Avec moi, y a la ville scintillante! la gloire, l'éclat! Allez, sue, mon RAM! La réussite est à ce prix! Moi, le vert, ça me dégoûte! Oh! bon sang, qu'est-ce que c'est triste! Et les gosses! j'aime bien les gosses! J' suis près d'eux et je leur raconte des histoires horribles! J' leur dit: "T'es seul... y a pas d'avenir! Regarde tes parents: y sont paumés! Y sont même responsables de ta peine! Des boomers!

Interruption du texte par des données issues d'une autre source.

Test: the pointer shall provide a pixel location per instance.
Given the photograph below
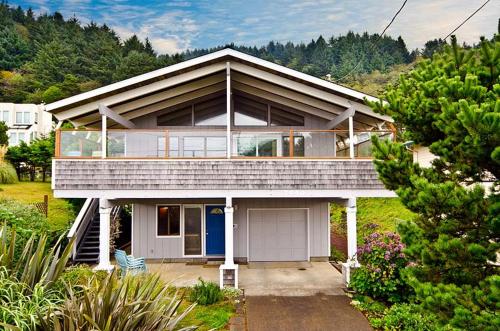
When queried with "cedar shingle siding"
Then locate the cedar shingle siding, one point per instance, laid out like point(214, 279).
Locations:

Et non seulement t'es seul, mais autour on t'aime pas! Y a que toi! Et si tu te suicidais? avec d'autres, pour leur montrer! Tu veux de la cam! Pas de problèmes! Tu préfères boire, Allez glou, igloo hi! hi! Sauvage, je t'aime sauvage, brutal, violent! Fais peur à ton père! Tire-lui les pieds! N'attends pas qu'il soit mort! Prends son fric!
Ah! Ah! La vie est drôle! C'est moi la reine! RAM m'a dans la peau! Pour se séparer de moi, y faudrait qu'il change... et ça plutôt crever, hein! Alors qu'est-ce qu'on mange aujourd'hui? Quelles injures? Quel scandale, quel meurtre? Combien de morts?
Et voilà la nuit et... les insomnies! Non, décidément j' suis gâtée! Bon anniversaire, Stress!"